Let’s work toward attainment of “integrity” of physician documentation by rejecting current methodologies promoted as the standard by consulting companies and the associations that purport to represent the best interests of the profession.
A Call to Action
I am issuing a call to action to all CDI professionals, to recognize the immediate need for transformation in current practices that are not designed to actually improve clinical documentation. CDI software, billed as a panacea for this purpose, must be treated as a tool, not a crutch. It is incumbent upon each and every professional to step up to the plate and acquire the skill sets, knowledge bases, and core competencies to become a driving force to achieve excellence in documentation integrity.
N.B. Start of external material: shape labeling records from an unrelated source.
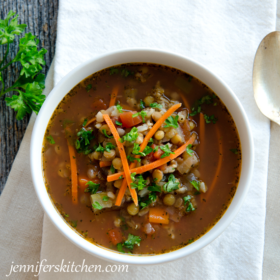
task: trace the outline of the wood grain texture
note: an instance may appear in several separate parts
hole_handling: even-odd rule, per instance
[[[1,0],[0,18],[6,18],[10,10],[19,15],[20,24],[26,24],[26,32],[31,32],[40,40],[40,48],[44,48],[46,65],[42,73],[46,75],[55,55],[56,36],[56,20],[58,0]],[[22,35],[20,36],[20,38]],[[10,45],[7,61],[15,56],[20,36],[16,36],[15,44]],[[4,55],[5,46],[0,46],[0,58]],[[3,73],[5,84],[9,86],[18,78],[21,69],[20,63],[15,63],[5,69]],[[5,96],[16,93],[8,93]],[[5,96],[0,99],[0,194],[5,186],[13,162],[19,149],[21,140],[28,125],[30,115],[26,115],[22,120],[16,119],[16,113],[7,107]]]

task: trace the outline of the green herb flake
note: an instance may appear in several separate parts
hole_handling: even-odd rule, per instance
[[[158,108],[159,109],[161,109],[163,108],[163,106],[155,102],[154,103],[151,103],[150,104],[150,107],[151,107],[151,108]]]
[[[178,182],[177,182],[175,176],[173,174],[170,174],[168,178],[168,182],[166,183],[163,186],[165,192],[169,193],[172,191],[178,190],[179,189]]]
[[[166,125],[164,126],[164,127],[173,127],[174,128],[177,128],[179,127],[179,125],[178,124],[178,120],[179,119],[179,116],[177,115],[175,117],[172,116],[170,116],[168,117],[166,120],[165,122]]]
[[[48,141],[51,143],[51,144],[55,144],[56,142],[54,140],[54,138],[51,135],[49,135],[49,136],[47,136],[47,139],[48,139]]]

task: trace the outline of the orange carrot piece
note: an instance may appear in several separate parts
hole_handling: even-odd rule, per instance
[[[105,167],[106,166],[111,166],[112,165],[112,161],[101,161],[99,162],[99,166],[100,167]]]
[[[129,170],[129,167],[128,166],[127,159],[126,158],[126,155],[125,154],[124,147],[123,146],[122,143],[121,143],[119,141],[120,138],[118,135],[116,128],[115,127],[115,126],[114,125],[114,124],[113,123],[113,122],[110,118],[110,117],[107,114],[105,114],[103,115],[103,117],[104,118],[104,119],[105,120],[107,124],[108,125],[108,126],[109,127],[109,128],[110,129],[116,141],[116,143],[119,151],[120,158],[122,162],[123,169],[124,170],[124,173],[125,174],[125,176],[126,177],[126,180],[127,180],[128,187],[129,188],[129,190],[130,191],[130,194],[131,194],[132,199],[133,199],[135,205],[137,206],[138,205],[138,198],[137,197],[137,194],[136,193],[136,191],[134,189],[131,189],[130,187],[130,184],[132,183],[132,180],[130,177],[131,173],[130,170]],[[118,177],[120,176],[120,174],[118,176]]]
[[[153,207],[149,210],[149,221],[155,224],[169,224],[169,214],[164,209]]]
[[[191,110],[191,107],[189,105],[189,102],[188,102],[187,98],[186,98],[186,97],[184,94],[182,93],[182,92],[179,92],[179,95],[180,95],[181,99],[183,100],[185,107],[188,109],[188,111],[190,112],[191,111],[190,110]]]
[[[203,154],[204,132],[205,129],[205,121],[204,115],[202,113],[199,114],[199,156]]]
[[[152,169],[157,168],[159,166],[160,166],[165,163],[175,159],[178,157],[181,154],[182,154],[185,150],[186,148],[188,145],[190,144],[192,144],[196,140],[196,134],[195,133],[193,133],[192,137],[185,144],[181,146],[180,148],[177,149],[175,151],[175,154],[170,154],[168,157],[165,157],[163,158],[160,160],[158,160],[152,163],[148,164],[146,165],[143,165],[140,166],[140,167],[138,167],[137,168],[134,168],[133,169],[130,169],[130,172],[131,173],[136,173],[136,174],[141,174],[144,173]],[[125,174],[124,172],[120,172],[116,174],[113,174],[112,175],[109,175],[107,176],[107,181],[108,182],[112,182],[112,181],[114,181],[115,180],[117,180],[120,176],[124,176]]]
[[[154,125],[152,127],[152,128],[148,132],[144,140],[143,140],[143,142],[140,145],[140,151],[142,152],[144,150],[144,149],[147,146],[150,139],[151,139],[154,135],[154,134],[156,132],[157,130],[159,128],[160,126],[165,122],[165,120],[171,114],[174,112],[178,108],[180,108],[182,104],[181,103],[178,103],[177,104],[175,104],[173,105],[173,106],[171,107],[163,115],[162,117],[160,118],[160,119],[154,124]],[[136,155],[135,158],[139,158],[140,156]],[[131,163],[130,165],[129,166],[129,169],[131,169],[134,168],[136,166],[137,162],[136,161],[133,163]],[[116,180],[116,179],[115,179]],[[122,181],[122,183],[121,184],[121,186],[120,188],[119,192],[116,200],[116,202],[115,205],[119,206],[121,203],[121,200],[122,199],[122,197],[123,197],[123,196],[124,195],[124,193],[125,193],[125,191],[126,190],[126,187],[127,187],[127,182],[125,179],[125,178]]]
[[[90,119],[86,124],[85,125],[84,127],[84,128],[85,128],[90,123],[94,122],[96,119],[95,117],[93,117],[92,119]]]
[[[115,87],[114,87],[112,94],[111,94],[111,99],[110,100],[110,103],[109,103],[109,107],[111,106],[113,106],[115,105],[116,102],[116,98],[117,95],[117,92],[118,91],[119,85],[117,85]]]
[[[72,181],[72,199],[74,203],[78,203],[78,173],[76,163],[75,148],[68,143],[68,149],[70,158],[71,176]]]
[[[219,143],[219,161],[218,162],[218,166],[217,167],[217,169],[216,169],[216,172],[215,173],[212,184],[211,184],[210,187],[207,188],[207,191],[205,193],[205,196],[204,196],[204,198],[205,199],[207,199],[209,197],[210,194],[213,191],[214,188],[215,188],[215,185],[216,185],[217,180],[219,178],[219,174],[221,171],[222,164],[223,163],[223,146],[222,145],[222,142],[220,141],[221,133],[220,133],[219,128],[217,126],[216,126],[216,135],[218,137],[218,140],[220,142]],[[202,198],[202,196],[201,196],[201,198]]]

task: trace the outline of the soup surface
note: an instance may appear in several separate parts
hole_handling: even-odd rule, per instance
[[[241,148],[229,112],[205,84],[130,63],[93,74],[64,98],[42,164],[54,204],[79,234],[151,255],[188,245],[219,221],[237,187]]]

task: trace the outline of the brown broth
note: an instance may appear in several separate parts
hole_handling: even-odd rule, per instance
[[[181,71],[167,66],[141,63],[121,65],[132,72],[142,66],[147,67],[151,77],[145,83],[140,83],[132,76],[123,77],[121,71],[117,74],[110,75],[110,69],[105,69],[85,79],[76,85],[63,98],[57,107],[50,121],[46,132],[46,137],[52,135],[56,142],[50,144],[46,139],[43,144],[42,164],[46,184],[49,194],[57,211],[68,224],[82,236],[99,246],[116,250],[108,237],[108,230],[115,227],[113,221],[119,216],[119,211],[112,211],[94,215],[89,200],[89,195],[84,190],[78,190],[79,203],[72,203],[71,194],[70,159],[67,140],[65,139],[63,123],[65,120],[73,122],[73,131],[78,132],[83,122],[81,119],[89,119],[95,115],[101,108],[95,108],[92,104],[94,101],[102,100],[106,107],[109,107],[110,95],[115,84],[120,89],[127,88],[129,84],[137,88],[137,99],[143,99],[146,92],[149,92],[156,83],[160,81],[165,88],[167,97],[175,91],[181,92],[187,99],[189,104],[213,91],[201,82]],[[112,71],[112,70],[111,70]],[[181,88],[178,84],[178,77],[184,81]],[[176,82],[177,81],[177,82]],[[86,86],[91,84],[91,88]],[[182,86],[183,87],[182,87]],[[121,89],[120,89],[121,92]],[[117,100],[121,104],[126,103],[125,95],[119,93]],[[182,101],[179,100],[180,102]],[[145,235],[141,229],[125,230],[121,227],[126,238],[128,231],[141,238],[140,246],[134,246],[132,252],[136,254],[154,254],[167,252],[178,249],[195,241],[217,223],[228,207],[238,185],[241,168],[241,146],[237,130],[229,112],[222,102],[215,99],[217,105],[201,105],[203,112],[210,116],[214,114],[218,117],[216,124],[205,124],[204,139],[199,138],[199,144],[196,152],[199,158],[197,168],[200,173],[200,179],[208,186],[205,193],[201,193],[196,197],[197,209],[190,215],[184,216],[178,223],[170,221],[168,225],[155,225],[156,233]],[[182,102],[183,104],[183,102]],[[182,108],[185,108],[182,105]],[[189,117],[197,125],[194,131],[199,134],[199,114]],[[56,147],[56,152],[55,147]],[[222,154],[219,148],[222,146]],[[59,148],[59,149],[58,149]],[[230,149],[237,149],[238,154]],[[58,153],[60,154],[59,155]],[[216,184],[212,186],[219,158],[222,157],[223,163]],[[79,176],[86,176],[87,169],[92,166],[87,156],[77,154]],[[68,169],[65,165],[68,166]],[[60,171],[59,171],[60,170]],[[60,176],[58,173],[64,176]],[[66,176],[66,177],[65,177]],[[82,203],[83,197],[87,203]],[[134,216],[136,223],[142,224],[146,218]],[[174,227],[175,239],[168,235],[168,228]]]

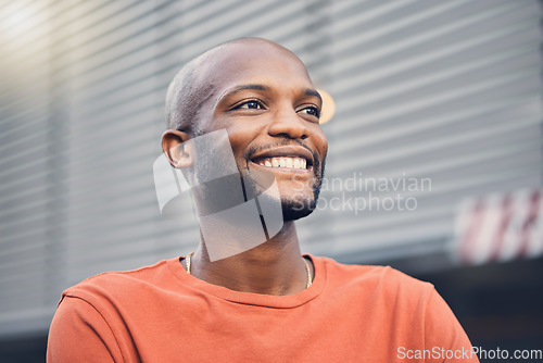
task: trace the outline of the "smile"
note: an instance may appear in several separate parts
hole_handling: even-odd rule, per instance
[[[267,167],[307,168],[307,161],[298,157],[265,158],[257,164]]]
[[[278,147],[257,153],[251,162],[278,172],[307,172],[313,168],[313,154],[300,146]]]

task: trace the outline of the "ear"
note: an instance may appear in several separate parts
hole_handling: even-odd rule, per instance
[[[173,167],[185,168],[192,165],[190,147],[184,145],[187,140],[189,134],[177,129],[168,129],[162,134],[162,150]]]

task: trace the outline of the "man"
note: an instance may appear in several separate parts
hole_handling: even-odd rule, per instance
[[[229,41],[187,64],[168,90],[162,147],[195,186],[200,246],[64,291],[48,361],[477,362],[432,285],[301,254],[294,221],[316,205],[328,148],[321,107],[300,59],[267,40]],[[220,171],[216,142],[191,143],[214,133],[226,133],[239,174]],[[222,177],[202,176],[214,167]],[[230,198],[240,182],[241,204]],[[278,201],[281,226],[236,245],[254,225],[225,211],[251,200],[264,229],[266,203]]]

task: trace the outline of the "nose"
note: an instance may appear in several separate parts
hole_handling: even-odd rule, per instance
[[[290,139],[306,139],[308,128],[300,115],[292,109],[277,112],[268,127],[270,136],[282,136]]]

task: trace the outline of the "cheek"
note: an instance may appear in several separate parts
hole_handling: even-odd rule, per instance
[[[314,134],[314,143],[315,149],[318,150],[320,159],[324,160],[328,153],[328,140],[320,128]]]
[[[232,147],[236,159],[241,160],[247,158],[251,142],[261,135],[261,129],[252,123],[236,123],[226,127],[230,145]]]

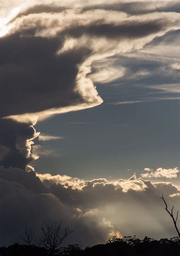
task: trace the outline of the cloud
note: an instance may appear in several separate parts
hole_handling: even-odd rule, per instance
[[[104,243],[113,234],[131,235],[132,230],[140,237],[176,235],[160,197],[163,193],[168,205],[178,208],[179,189],[171,183],[153,183],[135,175],[114,182],[85,181],[1,167],[0,190],[0,235],[5,245],[17,241],[26,222],[38,237],[43,219],[60,218],[74,230],[67,243],[83,246]]]
[[[31,150],[32,140],[38,134],[31,123],[0,119],[0,143],[3,150],[0,165],[25,170],[28,163],[38,157]]]
[[[48,135],[48,134],[40,134],[38,137],[39,140],[44,141],[46,140],[60,140],[63,139],[63,137],[60,136],[54,136],[52,135]]]
[[[141,174],[142,178],[167,178],[170,179],[177,178],[177,173],[180,172],[177,167],[172,169],[165,169],[160,167],[155,171],[149,168],[145,168],[148,172]]]
[[[111,82],[126,72],[124,65],[114,65],[110,58],[135,52],[155,38],[179,28],[178,13],[150,13],[153,8],[149,4],[142,5],[141,12],[135,8],[135,15],[129,15],[125,3],[115,10],[117,1],[112,2],[112,8],[102,1],[99,8],[92,8],[93,3],[20,2],[11,7],[3,2],[0,116],[21,123],[16,124],[19,130],[26,126],[27,133],[31,134],[21,136],[12,130],[9,146],[0,142],[10,150],[1,164],[25,169],[38,157],[31,152],[32,140],[39,134],[33,127],[38,120],[101,104],[93,81]],[[164,4],[164,9],[171,9],[170,6]],[[136,75],[148,73],[140,70]],[[13,152],[22,161],[15,160]]]

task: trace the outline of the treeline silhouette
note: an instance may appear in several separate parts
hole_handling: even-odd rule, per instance
[[[0,256],[179,256],[178,237],[155,240],[147,237],[142,240],[133,237],[112,237],[104,244],[82,250],[78,245],[60,247],[54,252],[43,246],[15,243],[0,248]]]

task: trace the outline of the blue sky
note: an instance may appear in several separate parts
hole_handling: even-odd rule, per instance
[[[33,163],[37,171],[113,179],[179,166],[179,73],[172,68],[178,37],[172,31],[143,50],[107,60],[107,68],[113,62],[118,73],[127,71],[96,83],[102,104],[38,123],[37,131],[63,138],[41,142],[47,154]]]
[[[177,235],[179,2],[2,0],[0,243]]]

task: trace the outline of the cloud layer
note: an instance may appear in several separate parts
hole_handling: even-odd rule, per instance
[[[153,59],[153,54],[160,58],[162,45],[156,45],[153,40],[167,35],[168,41],[169,33],[180,28],[178,10],[172,12],[177,10],[177,1],[136,1],[136,5],[131,1],[112,1],[111,4],[104,0],[98,4],[90,2],[62,1],[58,4],[44,0],[40,4],[38,1],[22,1],[17,5],[17,1],[2,1],[2,244],[17,242],[26,222],[38,236],[43,219],[51,222],[60,218],[74,230],[68,242],[83,246],[104,242],[113,234],[133,233],[141,237],[157,238],[176,235],[160,198],[164,193],[168,204],[178,208],[179,189],[171,183],[153,183],[135,175],[113,182],[104,178],[85,181],[36,174],[30,165],[38,154],[49,153],[40,144],[32,150],[33,140],[39,134],[34,127],[38,120],[100,104],[103,100],[93,83],[112,82],[129,74],[128,67],[116,65],[116,58],[134,56],[137,51],[142,59],[147,54]],[[152,42],[153,52],[145,48]],[[172,58],[168,54],[166,57]],[[179,65],[174,59],[168,67],[171,73],[176,75]],[[128,81],[151,75],[145,69],[136,70]],[[177,92],[177,83],[170,89],[166,86],[155,89]],[[55,138],[60,138],[42,134],[39,141]],[[175,178],[179,172],[177,168],[145,170],[147,172],[142,178]]]
[[[180,191],[171,183],[152,183],[135,175],[114,182],[84,181],[1,167],[0,183],[2,244],[17,242],[26,222],[38,237],[43,219],[61,219],[74,231],[66,242],[83,246],[104,242],[114,234],[176,235],[160,197],[163,192],[169,207],[178,210]]]

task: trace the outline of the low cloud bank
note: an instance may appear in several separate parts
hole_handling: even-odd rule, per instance
[[[178,210],[180,191],[170,182],[152,183],[135,175],[114,182],[85,181],[1,167],[0,183],[2,244],[17,242],[26,223],[38,237],[43,219],[61,219],[74,231],[66,242],[83,246],[104,242],[114,234],[176,235],[160,197],[163,193],[169,207]]]

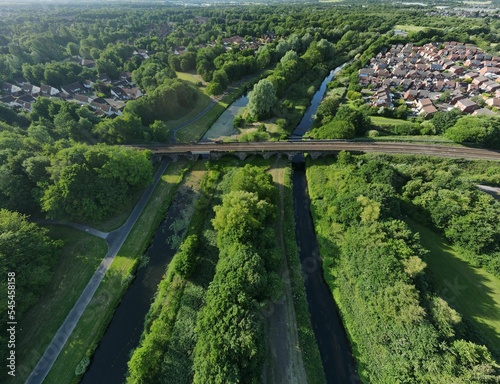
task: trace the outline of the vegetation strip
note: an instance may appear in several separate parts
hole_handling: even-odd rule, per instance
[[[109,250],[106,253],[106,256],[104,257],[104,260],[97,268],[97,271],[94,273],[88,285],[83,290],[80,298],[75,303],[75,306],[72,308],[72,310],[68,314],[68,317],[63,322],[63,324],[57,331],[56,335],[54,336],[52,342],[47,347],[44,355],[42,356],[37,366],[33,370],[33,373],[28,378],[27,380],[28,383],[41,383],[47,376],[52,365],[54,364],[57,357],[61,353],[64,345],[66,344],[66,341],[71,336],[71,333],[73,332],[73,329],[77,325],[80,317],[82,316],[83,312],[85,311],[90,301],[92,300],[94,293],[96,292],[99,284],[104,278],[104,275],[109,270],[111,263],[113,262],[119,249],[125,242],[130,230],[134,226],[138,217],[138,213],[140,213],[143,210],[149,197],[153,193],[156,185],[158,184],[158,181],[160,180],[161,175],[163,175],[163,172],[167,168],[167,165],[168,162],[164,161],[162,166],[158,169],[153,184],[149,186],[146,189],[146,191],[144,191],[141,200],[139,200],[139,203],[136,206],[136,209],[134,210],[134,212],[137,212],[137,214],[134,215],[134,212],[131,214],[130,220],[126,223],[126,225],[123,228],[124,231],[119,231],[118,236],[115,238],[114,242],[108,242]]]
[[[140,264],[140,257],[146,250],[154,231],[163,220],[176,188],[182,180],[185,167],[185,162],[171,164],[160,178],[148,204],[49,372],[46,378],[47,383],[57,383],[61,380],[68,383],[79,381],[79,376],[75,375],[74,369],[81,361],[92,355],[102,337],[114,308],[118,305],[131,276]],[[68,367],[74,368],[68,370]]]
[[[201,167],[204,164],[198,163]],[[196,315],[213,278],[217,261],[217,253],[214,252],[214,246],[209,244],[206,231],[210,226],[212,195],[220,174],[210,169],[198,172],[204,176],[201,191],[198,192],[199,200],[187,225],[187,237],[158,286],[146,317],[141,343],[128,363],[128,383],[140,383],[158,377],[176,384],[190,383],[192,380]],[[200,185],[193,187],[198,190]]]
[[[310,384],[325,383],[325,371],[321,363],[316,338],[311,325],[309,307],[304,288],[302,267],[299,260],[299,252],[295,238],[295,223],[293,213],[293,189],[292,189],[291,165],[285,168],[284,175],[284,221],[283,234],[285,240],[285,254],[288,270],[290,272],[290,283],[293,291],[293,306],[296,314],[297,332],[299,345],[302,351],[304,368],[307,374],[307,382]]]
[[[108,249],[104,240],[79,230],[60,225],[50,225],[48,229],[64,246],[52,281],[20,322],[18,382],[24,382],[32,372]]]
[[[493,383],[500,376],[495,351],[478,344],[474,330],[461,325],[449,297],[429,285],[426,251],[418,235],[398,219],[403,212],[420,221],[430,219],[453,241],[488,257],[498,248],[498,214],[492,211],[500,205],[466,185],[468,172],[484,172],[490,164],[465,162],[460,170],[451,160],[405,160],[342,152],[336,160],[310,162],[307,170],[325,278],[341,309],[359,373],[372,383],[403,378]],[[440,206],[442,198],[429,200],[431,193],[446,196],[449,208]],[[464,194],[464,211],[452,209],[452,201],[458,208],[455,197]],[[484,219],[467,220],[471,215]],[[469,243],[468,233],[481,241]],[[476,237],[478,233],[482,236]]]

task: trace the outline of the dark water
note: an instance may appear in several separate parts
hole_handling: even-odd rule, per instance
[[[81,383],[119,384],[125,381],[130,353],[139,344],[144,318],[166,266],[175,254],[175,250],[167,244],[174,234],[170,226],[182,217],[186,206],[193,203],[193,195],[178,194],[177,200],[170,206],[166,220],[161,223],[147,251],[149,263],[137,271],[136,278],[116,308]]]
[[[323,278],[318,243],[310,212],[304,163],[295,163],[292,176],[295,236],[311,323],[328,384],[361,383],[338,308]]]
[[[333,76],[335,76],[337,72],[344,68],[344,65],[345,64],[342,64],[341,66],[331,70],[330,74],[325,77],[325,80],[323,80],[321,86],[314,94],[311,100],[311,104],[307,108],[306,113],[302,117],[302,120],[300,121],[299,125],[297,125],[297,128],[295,128],[295,130],[292,132],[292,135],[290,136],[291,139],[300,139],[309,129],[311,129],[312,123],[314,121],[314,115],[316,114],[319,104],[321,103],[321,100],[323,100],[323,96],[325,95],[326,86],[330,81],[332,81]]]

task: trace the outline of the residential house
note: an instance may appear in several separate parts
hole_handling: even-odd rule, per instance
[[[106,73],[101,73],[97,76],[97,81],[102,81],[103,83],[111,83],[111,77]]]
[[[500,68],[498,68],[498,67],[483,67],[479,70],[479,73],[483,76],[498,75],[500,73]]]
[[[418,91],[415,89],[408,89],[403,98],[405,101],[415,101],[418,97]]]
[[[68,85],[63,85],[61,87],[61,92],[63,97],[72,97],[77,93],[83,92],[84,87],[80,83],[73,83]]]
[[[61,93],[61,91],[58,90],[57,88],[51,87],[50,85],[42,84],[40,86],[40,93],[43,96],[50,97],[50,96],[56,96],[56,95],[58,95],[59,93]]]
[[[142,92],[139,88],[133,87],[133,88],[122,88],[123,91],[128,95],[129,99],[138,99],[139,97],[142,96]]]
[[[40,87],[37,87],[36,85],[31,85],[29,83],[24,83],[23,92],[31,96],[38,96],[40,94]]]
[[[479,105],[474,103],[471,99],[458,100],[455,106],[463,113],[472,113],[476,109],[479,109]]]
[[[431,99],[425,98],[425,99],[419,99],[417,101],[417,107],[419,109],[423,109],[424,107],[429,106],[429,105],[433,105]]]
[[[486,100],[486,105],[489,105],[490,107],[500,108],[500,99],[497,97],[491,97]]]
[[[458,65],[453,65],[450,67],[450,72],[457,75],[457,76],[460,76],[465,72],[465,69],[464,69],[464,67],[459,67]]]
[[[85,95],[75,95],[75,100],[80,105],[87,105],[92,101],[92,98]]]
[[[120,87],[111,88],[111,94],[120,100],[128,99],[127,93]]]
[[[424,115],[424,117],[432,116],[435,114],[438,110],[434,105],[425,105],[422,108],[420,108],[420,114]]]
[[[481,86],[483,83],[486,83],[488,81],[490,81],[490,79],[488,79],[485,76],[477,76],[477,77],[472,79],[472,84]]]
[[[2,84],[2,92],[9,94],[9,95],[19,95],[23,89],[21,87],[18,87],[17,85],[11,84],[11,83],[3,83]]]
[[[500,84],[494,81],[487,81],[481,85],[481,89],[484,89],[486,92],[496,92],[500,89]]]
[[[0,98],[0,103],[7,104],[9,107],[14,107],[16,105],[16,98],[12,95],[4,96]]]
[[[488,108],[476,109],[472,114],[475,115],[486,115],[486,116],[498,116],[495,112]]]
Such excellence will certainly enhance reimbursement for current and future years.
As noted, current certifications demonstrate the attainment of the minimum standards for the CDI professional; there is far more to learn to continue career growth. We must have a strong sense of duty to our employers to alleviate the severe financial drain imposed by denials, especially with the significant financial challenges posed by the COVID pandemic. Let’s commit to reducing denials, first and foremost, by embracing a proactive approach to documentation integrity. It should be clear to any objective observer that present-day processes are inadequate to avoid denials in the first place; in many ways, the query process is potentially contributing to denials. That is definitely not a healthy position to be in, no matter how you look at it – for your hospital, for the jobs of you and your colleagues, and for your patients and community.